# Haul stump grinder on truck



## Rook (Mar 17, 2017)

do you all think it is reasonable to load and haul a stump grinder (25 hp self propelled) on a truck? It will cost me $180 to have it delivered and I'm trying to save the money. I have access to a trailer but neither of the two trucks I have available for this particular job have the proper hitch for it. We used to load riding mowers using boards or 4x4s or whatever was handy. I don't see this as being that different, but I've been wrong before. Lay the wisdom on me folks. Thanks to all.


----------



## Hoowasat (Mar 17, 2017)

The smallest of self-propelled stump grinders weigh a lot more than your typical riding mower. When I rented a grinder, the trailer was included with a 2" ball hitch. A new hitch and ball will be much less expensive than the damage you'll witness when trying to load the grinder in your truck.


----------



## Rook (Mar 17, 2017)

Hoowasat said:


> The smallest of self-propelled stump grinders weigh a lot more than your typical riding mower. When I rented a grinder, the trailer was included with a 2" ball hitch. A new hitch and ball will be much less expensive than the damage you'll witness when trying to load the grinder in your truck.

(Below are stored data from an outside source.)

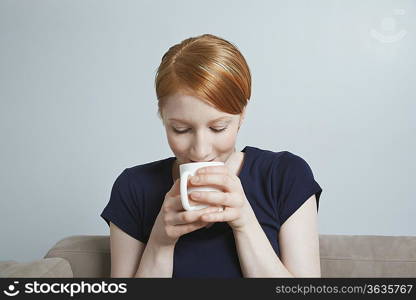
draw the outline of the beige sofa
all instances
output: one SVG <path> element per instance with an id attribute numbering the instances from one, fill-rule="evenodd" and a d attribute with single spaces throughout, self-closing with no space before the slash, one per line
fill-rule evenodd
<path id="1" fill-rule="evenodd" d="M 416 236 L 319 236 L 322 277 L 416 277 Z M 57 242 L 40 260 L 0 262 L 0 277 L 109 277 L 108 235 Z"/>

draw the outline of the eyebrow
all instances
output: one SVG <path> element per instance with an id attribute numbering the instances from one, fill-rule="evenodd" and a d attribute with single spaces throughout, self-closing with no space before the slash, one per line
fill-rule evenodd
<path id="1" fill-rule="evenodd" d="M 209 123 L 214 123 L 214 122 L 217 122 L 217 121 L 221 121 L 221 120 L 226 120 L 226 119 L 231 119 L 231 117 L 227 117 L 227 116 L 224 116 L 224 117 L 219 117 L 219 118 L 217 118 L 217 119 L 215 119 L 215 120 L 211 120 L 211 121 L 209 121 Z M 180 120 L 180 119 L 175 119 L 175 118 L 170 118 L 170 119 L 168 119 L 169 121 L 177 121 L 177 122 L 181 122 L 181 123 L 188 123 L 187 121 L 185 121 L 185 120 Z"/>

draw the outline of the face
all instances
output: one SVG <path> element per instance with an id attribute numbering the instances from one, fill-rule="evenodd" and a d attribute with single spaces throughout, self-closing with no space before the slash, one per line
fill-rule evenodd
<path id="1" fill-rule="evenodd" d="M 162 108 L 168 143 L 178 164 L 225 162 L 235 152 L 239 125 L 244 118 L 217 110 L 185 94 L 166 99 Z"/>

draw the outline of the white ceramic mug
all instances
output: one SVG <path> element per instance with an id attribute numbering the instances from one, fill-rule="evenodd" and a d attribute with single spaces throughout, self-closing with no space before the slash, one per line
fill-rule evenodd
<path id="1" fill-rule="evenodd" d="M 188 194 L 194 191 L 221 191 L 219 189 L 208 186 L 197 186 L 188 188 L 188 177 L 194 176 L 196 170 L 206 166 L 223 166 L 224 163 L 220 161 L 207 161 L 207 162 L 193 162 L 188 164 L 179 165 L 180 173 L 180 192 L 182 207 L 185 210 L 199 210 L 208 207 L 209 205 L 194 205 L 189 204 Z"/>

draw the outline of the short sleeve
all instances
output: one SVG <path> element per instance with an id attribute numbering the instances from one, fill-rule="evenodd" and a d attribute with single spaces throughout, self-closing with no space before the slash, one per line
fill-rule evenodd
<path id="1" fill-rule="evenodd" d="M 129 180 L 128 169 L 125 169 L 115 180 L 110 200 L 101 213 L 101 217 L 108 226 L 111 221 L 125 233 L 144 243 L 140 225 L 142 218 L 136 194 Z"/>
<path id="2" fill-rule="evenodd" d="M 312 195 L 315 195 L 318 211 L 322 193 L 322 188 L 314 179 L 312 169 L 303 158 L 288 152 L 285 159 L 281 181 L 282 194 L 278 205 L 281 225 Z"/>

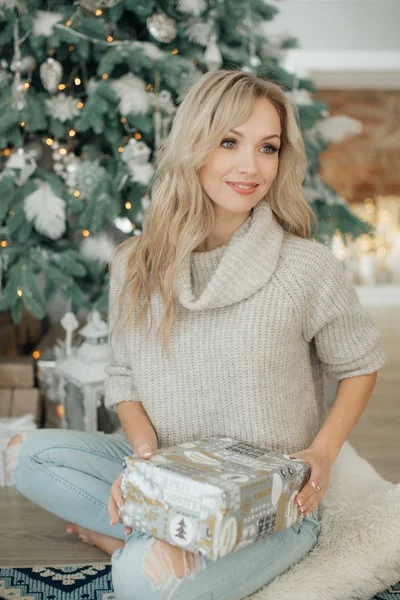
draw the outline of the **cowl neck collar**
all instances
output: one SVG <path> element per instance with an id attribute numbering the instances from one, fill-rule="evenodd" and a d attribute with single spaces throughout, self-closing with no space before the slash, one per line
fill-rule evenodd
<path id="1" fill-rule="evenodd" d="M 274 272 L 284 237 L 264 198 L 228 243 L 209 252 L 193 252 L 182 261 L 176 278 L 178 301 L 189 310 L 220 308 L 245 300 L 263 287 Z M 213 267 L 196 298 L 192 267 Z"/>

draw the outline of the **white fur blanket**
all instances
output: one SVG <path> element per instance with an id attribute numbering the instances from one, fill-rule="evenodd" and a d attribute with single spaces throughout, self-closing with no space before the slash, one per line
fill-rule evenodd
<path id="1" fill-rule="evenodd" d="M 349 442 L 319 517 L 314 550 L 248 599 L 370 600 L 400 580 L 400 483 L 383 479 Z"/>

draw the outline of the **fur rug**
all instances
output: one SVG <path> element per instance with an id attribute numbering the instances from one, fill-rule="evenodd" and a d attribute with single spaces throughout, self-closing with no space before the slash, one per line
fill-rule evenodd
<path id="1" fill-rule="evenodd" d="M 248 600 L 369 600 L 400 580 L 400 483 L 383 479 L 349 442 L 319 518 L 314 550 Z"/>

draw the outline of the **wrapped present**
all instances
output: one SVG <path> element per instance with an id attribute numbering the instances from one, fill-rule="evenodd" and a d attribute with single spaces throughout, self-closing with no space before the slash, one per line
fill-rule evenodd
<path id="1" fill-rule="evenodd" d="M 34 359 L 31 356 L 0 356 L 0 387 L 33 386 Z"/>
<path id="2" fill-rule="evenodd" d="M 41 405 L 37 388 L 0 388 L 0 418 L 22 417 L 33 413 L 41 423 Z"/>
<path id="3" fill-rule="evenodd" d="M 120 522 L 211 560 L 299 523 L 309 463 L 213 436 L 123 463 Z"/>

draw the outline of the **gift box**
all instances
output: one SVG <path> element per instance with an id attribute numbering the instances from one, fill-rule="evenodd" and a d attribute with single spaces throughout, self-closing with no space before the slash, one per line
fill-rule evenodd
<path id="1" fill-rule="evenodd" d="M 0 356 L 0 386 L 32 388 L 34 359 L 31 356 Z"/>
<path id="2" fill-rule="evenodd" d="M 120 522 L 211 560 L 299 523 L 309 463 L 213 436 L 123 462 Z"/>
<path id="3" fill-rule="evenodd" d="M 0 388 L 0 418 L 22 417 L 32 413 L 35 422 L 41 423 L 41 406 L 38 388 Z"/>

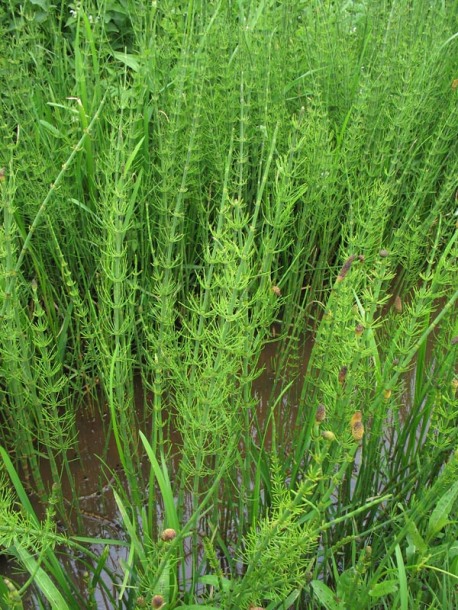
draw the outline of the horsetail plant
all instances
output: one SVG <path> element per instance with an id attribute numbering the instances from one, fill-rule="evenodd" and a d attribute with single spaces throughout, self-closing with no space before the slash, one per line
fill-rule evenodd
<path id="1" fill-rule="evenodd" d="M 1 607 L 457 605 L 436 4 L 5 4 Z"/>

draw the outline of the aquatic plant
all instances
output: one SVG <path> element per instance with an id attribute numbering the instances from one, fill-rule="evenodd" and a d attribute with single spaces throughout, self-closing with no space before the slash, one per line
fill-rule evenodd
<path id="1" fill-rule="evenodd" d="M 7 3 L 0 606 L 458 605 L 457 24 Z"/>

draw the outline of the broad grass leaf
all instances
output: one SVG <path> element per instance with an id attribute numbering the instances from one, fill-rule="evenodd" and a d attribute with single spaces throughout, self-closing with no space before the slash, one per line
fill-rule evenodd
<path id="1" fill-rule="evenodd" d="M 51 123 L 48 123 L 48 121 L 40 119 L 38 122 L 40 123 L 40 125 L 42 127 L 44 127 L 46 129 L 46 131 L 48 131 L 55 138 L 63 138 L 64 137 L 64 134 L 61 131 L 59 131 L 57 129 L 57 127 L 54 127 L 54 125 L 51 125 Z"/>
<path id="2" fill-rule="evenodd" d="M 134 72 L 138 72 L 140 70 L 138 56 L 132 55 L 131 53 L 120 53 L 119 51 L 115 51 L 113 55 L 118 61 L 121 61 L 128 68 L 132 68 Z"/>
<path id="3" fill-rule="evenodd" d="M 216 576 L 215 574 L 206 574 L 199 578 L 199 582 L 202 585 L 210 585 L 215 589 L 222 591 L 229 591 L 232 587 L 232 580 L 224 578 L 223 576 Z"/>
<path id="4" fill-rule="evenodd" d="M 381 597 L 385 597 L 385 595 L 391 595 L 392 593 L 396 593 L 398 590 L 398 581 L 396 579 L 384 580 L 382 582 L 378 582 L 376 585 L 372 587 L 369 591 L 369 595 L 374 599 L 380 599 Z"/>
<path id="5" fill-rule="evenodd" d="M 287 610 L 288 608 L 291 608 L 296 599 L 299 597 L 300 593 L 301 592 L 299 589 L 294 589 L 294 591 L 292 591 L 288 597 L 282 600 L 280 603 L 278 601 L 270 602 L 270 604 L 267 606 L 267 610 Z"/>
<path id="6" fill-rule="evenodd" d="M 434 538 L 449 522 L 450 511 L 458 496 L 458 481 L 439 499 L 431 513 L 426 531 L 428 540 Z"/>
<path id="7" fill-rule="evenodd" d="M 0 457 L 2 458 L 6 470 L 8 471 L 8 474 L 10 476 L 11 482 L 14 485 L 14 489 L 16 490 L 16 493 L 18 495 L 22 510 L 25 511 L 28 519 L 30 519 L 37 527 L 39 527 L 40 522 L 29 500 L 29 496 L 25 491 L 24 486 L 22 485 L 21 479 L 13 465 L 13 462 L 11 461 L 8 453 L 3 447 L 0 447 Z"/>
<path id="8" fill-rule="evenodd" d="M 407 517 L 407 515 L 406 515 Z M 422 535 L 418 531 L 415 523 L 407 517 L 407 542 L 409 546 L 406 549 L 407 559 L 410 561 L 418 552 L 424 556 L 428 552 L 428 545 L 424 541 Z"/>
<path id="9" fill-rule="evenodd" d="M 398 583 L 399 583 L 399 596 L 401 600 L 401 610 L 408 610 L 408 585 L 407 585 L 407 574 L 406 566 L 404 564 L 404 558 L 402 556 L 401 547 L 399 544 L 395 548 L 396 561 L 398 564 Z"/>
<path id="10" fill-rule="evenodd" d="M 165 463 L 164 456 L 161 456 L 162 465 L 159 465 L 159 462 L 156 456 L 154 455 L 153 449 L 143 432 L 140 432 L 140 438 L 142 440 L 143 446 L 146 449 L 148 459 L 151 463 L 151 468 L 154 472 L 157 483 L 161 490 L 162 499 L 164 501 L 167 526 L 172 527 L 173 529 L 178 531 L 180 529 L 180 520 L 178 518 L 178 513 L 175 506 L 175 498 L 173 495 L 172 485 L 170 483 L 169 473 L 167 471 L 167 465 Z"/>
<path id="11" fill-rule="evenodd" d="M 116 493 L 115 490 L 113 490 L 113 495 L 114 495 L 116 504 L 118 505 L 119 512 L 121 513 L 124 527 L 127 531 L 127 534 L 129 535 L 131 546 L 134 547 L 135 553 L 137 554 L 140 561 L 146 561 L 145 549 L 143 548 L 143 542 L 140 540 L 140 537 L 138 536 L 137 527 L 135 525 L 135 520 L 131 519 L 129 517 L 128 508 L 124 505 L 123 501 L 121 500 L 120 496 Z"/>
<path id="12" fill-rule="evenodd" d="M 355 595 L 358 595 L 360 589 L 359 580 L 359 575 L 354 568 L 342 572 L 337 582 L 337 597 L 348 602 Z"/>
<path id="13" fill-rule="evenodd" d="M 129 173 L 130 167 L 131 167 L 132 163 L 135 161 L 135 157 L 138 155 L 138 151 L 143 146 L 144 140 L 145 140 L 145 136 L 143 136 L 143 138 L 140 138 L 140 141 L 137 143 L 134 150 L 130 153 L 129 158 L 127 159 L 125 167 L 124 167 L 124 172 L 123 172 L 124 177 L 126 177 L 127 174 Z M 137 178 L 137 181 L 138 181 L 138 178 Z"/>
<path id="14" fill-rule="evenodd" d="M 455 555 L 450 559 L 450 568 L 449 571 L 451 574 L 458 578 L 458 555 Z"/>
<path id="15" fill-rule="evenodd" d="M 29 2 L 30 2 L 30 4 L 39 6 L 44 11 L 49 11 L 49 1 L 48 0 L 29 0 Z"/>
<path id="16" fill-rule="evenodd" d="M 29 574 L 33 574 L 34 584 L 49 601 L 51 608 L 58 608 L 59 610 L 71 610 L 72 606 L 67 604 L 59 589 L 57 589 L 56 585 L 46 574 L 43 568 L 40 567 L 33 555 L 21 547 L 19 543 L 16 545 L 16 552 Z M 75 606 L 73 606 L 73 608 L 75 608 Z"/>
<path id="17" fill-rule="evenodd" d="M 318 600 L 327 610 L 344 610 L 345 606 L 336 597 L 334 591 L 321 580 L 312 580 L 310 583 Z"/>

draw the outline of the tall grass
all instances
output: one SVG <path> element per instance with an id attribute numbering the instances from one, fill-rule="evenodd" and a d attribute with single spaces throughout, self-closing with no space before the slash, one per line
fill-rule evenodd
<path id="1" fill-rule="evenodd" d="M 457 18 L 6 3 L 2 607 L 457 605 Z M 117 540 L 62 497 L 89 404 Z"/>

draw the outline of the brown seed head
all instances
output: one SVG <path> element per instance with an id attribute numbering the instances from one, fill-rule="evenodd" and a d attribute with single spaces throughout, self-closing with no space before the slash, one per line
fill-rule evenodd
<path id="1" fill-rule="evenodd" d="M 351 434 L 355 441 L 360 441 L 364 436 L 364 426 L 362 421 L 357 421 L 351 429 Z"/>
<path id="2" fill-rule="evenodd" d="M 272 292 L 276 297 L 281 297 L 281 290 L 278 286 L 272 286 Z"/>
<path id="3" fill-rule="evenodd" d="M 357 324 L 355 328 L 355 335 L 357 337 L 361 337 L 364 332 L 364 326 L 362 324 Z"/>
<path id="4" fill-rule="evenodd" d="M 363 421 L 363 414 L 361 411 L 355 411 L 350 420 L 350 426 L 353 428 L 353 426 L 360 421 Z"/>
<path id="5" fill-rule="evenodd" d="M 165 529 L 162 534 L 161 534 L 161 540 L 163 540 L 164 542 L 170 542 L 171 540 L 173 540 L 174 538 L 176 538 L 176 531 L 174 529 L 172 529 L 171 527 L 168 527 L 167 529 Z"/>
<path id="6" fill-rule="evenodd" d="M 382 250 L 380 250 L 380 252 L 379 252 L 379 255 L 380 255 L 382 258 L 386 258 L 387 256 L 389 256 L 389 255 L 390 255 L 390 253 L 388 252 L 388 250 L 385 250 L 385 248 L 382 248 Z"/>
<path id="7" fill-rule="evenodd" d="M 452 80 L 452 91 L 456 91 L 458 89 L 458 78 L 454 78 Z"/>
<path id="8" fill-rule="evenodd" d="M 383 398 L 389 400 L 391 398 L 391 388 L 385 388 L 383 390 Z"/>
<path id="9" fill-rule="evenodd" d="M 0 167 L 0 182 L 5 182 L 6 169 L 4 167 Z"/>
<path id="10" fill-rule="evenodd" d="M 458 335 L 456 337 L 453 337 L 450 343 L 451 345 L 456 345 L 458 343 Z"/>
<path id="11" fill-rule="evenodd" d="M 162 595 L 155 595 L 151 600 L 151 608 L 162 608 L 165 604 L 165 600 Z"/>
<path id="12" fill-rule="evenodd" d="M 394 299 L 393 307 L 396 313 L 402 313 L 402 300 L 399 295 Z"/>
<path id="13" fill-rule="evenodd" d="M 456 392 L 458 390 L 458 378 L 456 378 L 456 377 L 454 379 L 452 379 L 452 389 L 456 394 Z"/>
<path id="14" fill-rule="evenodd" d="M 315 413 L 315 421 L 317 424 L 321 424 L 326 419 L 326 407 L 323 404 L 319 404 Z"/>
<path id="15" fill-rule="evenodd" d="M 139 595 L 135 600 L 135 603 L 139 608 L 146 608 L 146 599 L 143 597 L 143 595 Z"/>

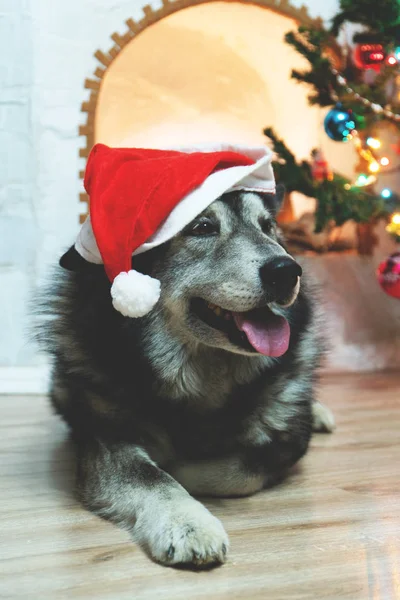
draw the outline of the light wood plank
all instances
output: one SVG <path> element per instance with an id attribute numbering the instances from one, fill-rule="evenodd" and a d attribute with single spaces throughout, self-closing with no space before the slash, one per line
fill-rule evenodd
<path id="1" fill-rule="evenodd" d="M 73 495 L 67 429 L 45 398 L 1 397 L 0 597 L 40 600 L 398 600 L 400 375 L 326 376 L 338 429 L 280 486 L 207 506 L 228 563 L 153 564 Z"/>

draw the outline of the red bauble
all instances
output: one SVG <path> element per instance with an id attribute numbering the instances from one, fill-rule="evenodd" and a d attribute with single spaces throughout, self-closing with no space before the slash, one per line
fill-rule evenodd
<path id="1" fill-rule="evenodd" d="M 381 262 L 376 275 L 382 289 L 389 296 L 400 299 L 400 252 Z"/>
<path id="2" fill-rule="evenodd" d="M 359 69 L 380 71 L 386 58 L 382 44 L 357 44 L 354 48 L 354 64 Z"/>

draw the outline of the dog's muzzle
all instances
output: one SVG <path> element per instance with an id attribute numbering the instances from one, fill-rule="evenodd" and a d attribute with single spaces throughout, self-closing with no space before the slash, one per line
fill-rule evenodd
<path id="1" fill-rule="evenodd" d="M 265 263 L 260 269 L 260 277 L 274 302 L 285 304 L 293 295 L 303 271 L 290 256 L 278 256 Z"/>

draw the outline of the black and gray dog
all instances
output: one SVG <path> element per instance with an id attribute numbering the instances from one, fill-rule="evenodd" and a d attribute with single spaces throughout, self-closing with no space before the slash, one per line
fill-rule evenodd
<path id="1" fill-rule="evenodd" d="M 253 494 L 333 424 L 314 401 L 317 319 L 277 233 L 282 195 L 228 193 L 135 257 L 162 284 L 143 318 L 114 310 L 103 266 L 73 247 L 45 298 L 51 398 L 73 432 L 81 500 L 166 565 L 226 559 L 221 522 L 191 494 Z"/>

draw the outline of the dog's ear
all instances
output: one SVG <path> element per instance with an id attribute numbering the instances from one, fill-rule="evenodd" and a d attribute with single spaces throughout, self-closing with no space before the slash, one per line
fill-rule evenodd
<path id="1" fill-rule="evenodd" d="M 92 264 L 88 263 L 79 252 L 76 251 L 75 246 L 71 246 L 69 250 L 59 260 L 59 265 L 67 271 L 87 271 Z"/>
<path id="2" fill-rule="evenodd" d="M 143 275 L 152 275 L 155 264 L 165 257 L 170 245 L 170 241 L 164 242 L 160 246 L 156 246 L 147 252 L 132 256 L 132 269 L 139 271 L 139 273 L 143 273 Z"/>

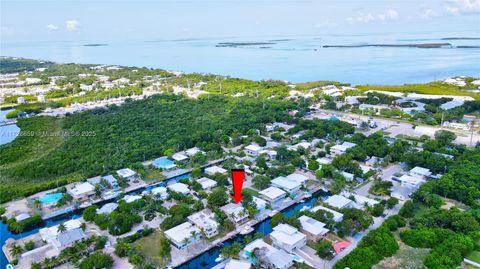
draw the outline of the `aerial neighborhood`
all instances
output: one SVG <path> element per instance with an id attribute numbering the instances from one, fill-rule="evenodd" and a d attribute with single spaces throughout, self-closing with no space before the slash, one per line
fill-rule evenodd
<path id="1" fill-rule="evenodd" d="M 218 89 L 208 75 L 79 65 L 62 76 L 50 70 L 55 64 L 36 65 L 0 77 L 0 100 L 16 104 L 9 114 L 22 130 L 36 128 L 36 119 L 48 128 L 102 128 L 91 137 L 47 138 L 63 144 L 38 148 L 49 153 L 29 169 L 42 169 L 31 175 L 48 184 L 2 190 L 2 251 L 15 268 L 478 262 L 480 104 L 471 94 L 270 82 L 278 90 L 256 98 L 260 86 L 240 96 L 242 81 L 231 78 Z M 458 81 L 478 84 L 436 83 Z M 164 116 L 174 108 L 183 118 Z M 148 118 L 114 121 L 123 109 Z M 2 165 L 16 165 L 7 147 L 0 154 L 11 156 Z M 0 173 L 21 175 L 8 169 Z M 232 199 L 232 169 L 245 171 L 240 203 Z"/>

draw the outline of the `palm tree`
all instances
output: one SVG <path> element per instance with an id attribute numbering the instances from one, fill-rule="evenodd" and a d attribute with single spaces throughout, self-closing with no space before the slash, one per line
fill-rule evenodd
<path id="1" fill-rule="evenodd" d="M 35 199 L 35 200 L 34 200 L 33 205 L 34 205 L 35 208 L 37 208 L 37 209 L 41 209 L 41 208 L 42 208 L 42 203 L 41 203 L 40 200 L 38 200 L 38 199 Z"/>
<path id="2" fill-rule="evenodd" d="M 183 245 L 188 249 L 188 244 L 190 243 L 190 238 L 185 237 L 182 241 Z"/>
<path id="3" fill-rule="evenodd" d="M 196 240 L 198 233 L 197 233 L 197 231 L 193 230 L 193 231 L 190 232 L 190 235 L 191 235 L 192 238 L 193 238 L 192 240 Z"/>
<path id="4" fill-rule="evenodd" d="M 63 233 L 63 232 L 65 232 L 65 231 L 67 231 L 67 226 L 65 226 L 64 223 L 60 223 L 60 224 L 58 224 L 58 226 L 57 226 L 57 230 L 58 230 L 58 232 Z"/>
<path id="5" fill-rule="evenodd" d="M 22 254 L 22 251 L 23 249 L 17 245 L 17 244 L 13 244 L 12 245 L 12 248 L 10 249 L 10 255 L 13 257 L 13 258 L 16 258 L 18 257 L 20 254 Z"/>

Thanks for the reply. I'm not bothered by buying the hitch and I have a ball and drop down, but neither truck is really capable of attaching properly. The one has a bumper so severely bent that would be a major undertaking and the other one is my f350 dump and I have no idea how that would work. I might be able to borrow a different truck if I have to. Are you concerned with damage to the grinder or the truck? The dump truck can handle tremendous weight with no issue so no worries there. Are you figuring I'll bust up the machine trying to get it to go up the ramps? 
I have a gmc 7500 bucket truck with dump bed that would work to pull a trailer, but I still have to pay a driver when I use it as I'm still working on getting my cdl.


----------



## Hoowasat (Mar 17, 2017)

Rook said:


> Are you concerned with damage to the grinder or the truck?


Both!


Rook said:


> Are you figuring I'll bust up the machine trying to get it to go up the ramps?


Yes. If you plan to load it into a pickup, you'll need some long and sturdy ramps ... and that assumes the grinder will climb the ramps.
Don't know where in VA you're located, but around here U-haul rents a base pickup or van with a hitch receiver for around $19.95/day.


----------



## Rook (Mar 17, 2017)

Hoowasat said:


> Both!
> 
> Yes. If you plan to load it into a pickup, you'll need some long and sturdy ramps ... and that assumes the grinder will climb the ramps.
> Don't know where in VA you're located, but around here U-haul rents a base pickup or van with a hitch receiver for around $19.95/day.


Jeez why didn't i


Hoowasat said:


> Both!
> 
> Yes. If you plan to load it into a pickup, you'll need some long and sturdy ramps ... and that assumes the grinder will climb the ramps.
> Don't know where in VA you're located, but around here U-haul rents a base pickup or van with a hitch receiver for around $19.95/day.


that is a ridiculously simple answer... I'm already renting the trailer for $25; I'll just rent their truck for $20 more. Thank you for keeping me from being an idiot on this one. That's why I think on things for a few days before action. Thanks again.


----------



## Hoowasat (Mar 17, 2017)

I understand. Sometimes I over think a daunting task, then later realize a much simpler answer. Good luck!


----------



## BC WetCoast (Mar 28, 2017)

If you're going to walk a grinder up ramps, make sure they are very heavy duty. A couple of 2x10s won't cut it.
We had some make using 1 1/2" square tube and expanded metal running surface. Each weighed about 80 pounds.


----------



## Rook (Mar 28, 2017)

BC WetCoast said:


> If you're going to walk a grinder up ramps, make sure they are very heavy duty. A couple of 2x10s won't cut it.
> We had some make using 1 1/2" square tube and expanded metal running surface. Each weighed about 80 pounds.



Thanks for the reply. It would have saved me $100 to have walked it up onto my dump truck. I'm still convinced that it would have worked fine with some heavy duty ramps, but might have to figure out how to build/buy some good strong ones.


----------